Papelón en Venezuela

Papelón en Venezuela

Mejor o peor, España fue capaz de desplegar, tras la Transición, una política exterior común, mínimamente consensuada. Suele ser algo habitual en las grandes democracias, como Estados Unidos, Alemania, Francia o el Reino Unido. La crisis política de Venezuela ha demostrado que ahora esto no es así en España, donde la Oposición se desmarca del Gobierno a la primera de cambio, el Gobierno titubea y el principal socio parlamentario del partido del Gobierno sostiene justo lo contrario que los grandes socios europeos. Más allá de lo que piense cada uno, parece evidente que con una política exterior así no se va a ninguna parte.

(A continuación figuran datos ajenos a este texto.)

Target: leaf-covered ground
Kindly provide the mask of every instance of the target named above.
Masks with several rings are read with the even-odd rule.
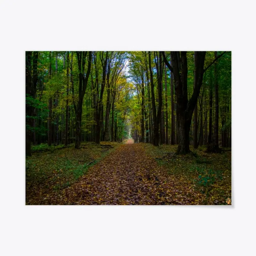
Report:
[[[34,154],[27,160],[26,204],[219,204],[231,198],[230,152],[177,156],[176,146],[131,141],[104,157],[104,148],[90,144]],[[101,160],[88,168],[92,158]]]
[[[63,148],[61,148],[64,145],[60,145],[55,150],[47,144],[33,147],[32,151],[40,153],[34,153],[26,158],[26,204],[45,204],[45,198],[58,195],[69,187],[119,145],[83,143],[79,150],[74,144]]]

La situación es tan divergente que incluso los tres presidentes socialistas de la democracia --Felipe González, Rodríguez Zapatero y Pedro Sánchez-- han expresado cosas radicalmente distintas. ¿Resultado? España, tras vacilar, terminó diciendo algo parecido a lo que indicó Alemania, que puede tener sus razones para actuar como actuó, pero que no tiene el peso que se le supone a España en América Latina.
Más allá del postureo, Pedro Sánchez ha demostrado tener poco nivel en el tablero internacional. Lejos de poner en valor su aparente cautela, esta actitud timorata le ha hecho poco fiable para Estados Unidos, poco relevante en Europa, poco convincente para Juan Guaidó y encima terminó siendo denostado—en público— por Nicolás Maduro. Todo eso fuera de España, pero dentro las cosas no le fueron mejor. Cabreó al partido con el que se alterna en el Gobierno, el PP, y defraudó a su socio de izquierdas, Unidos Podemos, uno de los contados aliados que tiene el chavismo en el Occidente democrático.

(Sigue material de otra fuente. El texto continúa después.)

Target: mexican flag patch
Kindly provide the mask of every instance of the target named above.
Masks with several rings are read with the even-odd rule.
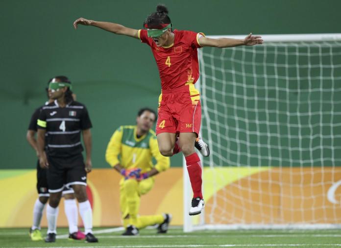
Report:
[[[76,111],[69,111],[70,116],[76,116]]]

Este lamentable estado de cosas prueba que España tiene un problema en política exterior pero también que el PSOE precisa saber dónde está. Sería preocupante que se confirmase que España estuvo no solo ausente sino ignorante del diálogo secreto que permitió la coalición internacional anti-Maduro. El expresidente Felipe González no ha podido ser más claro a ese respecto.

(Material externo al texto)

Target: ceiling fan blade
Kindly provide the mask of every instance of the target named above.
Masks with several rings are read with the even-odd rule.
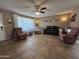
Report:
[[[40,11],[41,13],[45,13],[44,11]]]
[[[40,10],[45,10],[45,9],[47,9],[46,7],[43,7],[43,8],[41,8]]]

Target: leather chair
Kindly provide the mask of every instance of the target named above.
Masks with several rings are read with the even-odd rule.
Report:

Las explicaciones de Pedro Sánchez este sábado en la Moncloa no solo llegan tarde sino que aportan poco y entrañan contradicciones. Al anunciar que reconocerá a Juan Guaidó como presidente de Venezuela "si en ocho días no hay una convocatoria de elecciones justas y libres" por parte de Maduro, ¿quiere decir que confía en el comité electoral del chavismo --el CNE-- para esa convocatoria? ¿Y a quién reconoce España mientras tanto? ¿A Maduro? Digásmolo claro: se puede estar con Maduro y contra Maduro --es lo que hacen grandes potencias como Rusia y Estados Unidos--, lo que no se puede es hacer el ridículo, y encima quedar mal. Menudo papelón.